How Our BCBAs Build Individualized ABA Treatment Plans

One of the most common questions parents ask is, “How do you know what to work on with my child?” It’s a fair question — and the answer says a lot about the quality of an ABA program. At BFC, every treatment plan starts with one thing: getting to know your child.

Step 1: Getting to Know Your Family

Before any therapy begins, a Board Certified Behavior Analyst (BCBA) takes time to understand your child as a whole person — not just a diagnosis. This usually includes talking with you about your daily routines, your biggest concerns, your child’s strengths, and what progress would actually look like for your family. A child who struggles to sit at the dinner table needs a different plan than a child who struggles to make friends at recess.

Step 2: Assessment

Next, the BCBA conducts a formal assessment. This may include direct observation of your child, structured activities, and questionnaires completed by parents or teachers. The goal is to identify:

  • Current skills your child already has
  • Skills that still need to be built
  • Behaviors that may be getting in the way of learning
  • What’s motivating for your child (which helps make therapy enjoyable, not stressful)

Step 3: Setting Meaningful Goals

Once the assessment is complete, the BCBA writes specific, measurable goals.

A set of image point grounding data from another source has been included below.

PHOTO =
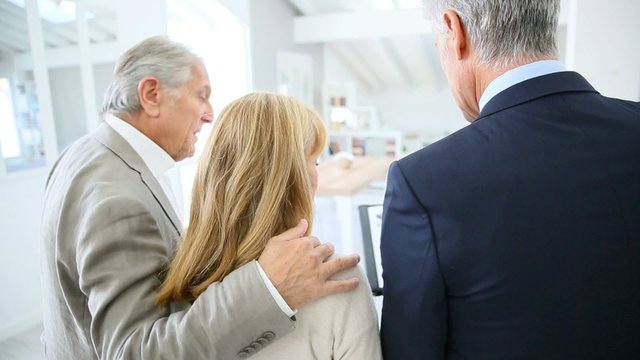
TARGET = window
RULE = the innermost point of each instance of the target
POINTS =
(8, 131)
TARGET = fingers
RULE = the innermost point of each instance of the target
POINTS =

Instead of a vague goal like “improve communication,” a good ABA goal might be: “Child will request a preferred item using a full sentence in 4 out of 5 opportunities.” Specific goals make it possible to track real progress over time — not just guess at it.

Goals are also chosen because they matter to daily life. We ask: will this skill help at home? At school? In the community? If the answer is yes, it becomes a priority.

Step 4: Designing the Teaching Plan

With goals in place, the BCBA designs exactly how each skill will be taught — including what teaching methods to use, how progress will be measured, and how reinforcement (like praise or a preferred activity) will be used to encourage learning.

This plan is then carried out by trained behavior technicians, working under the BCBA’s ongoing supervision. The BCBA regularly reviews data from sessions and adjusts the plan as needed. ABA is never “set it and forget it” — it’s reviewed and refined based on how your child is actually progressing.

Step 5: Involving the Family

A treatment plan is only as strong as the support around it. That’s why our BCBAs train parents and caregivers on the same strategies used in session, so skills can be reinforced at home — not just in the clinic.

Why This Process Matters

A thoughtful, individualized plan is the difference between therapy that checks a box and therapy that actually changes a child’s life. At BFC, our BCBAs are committed to building plans around your child — not a template.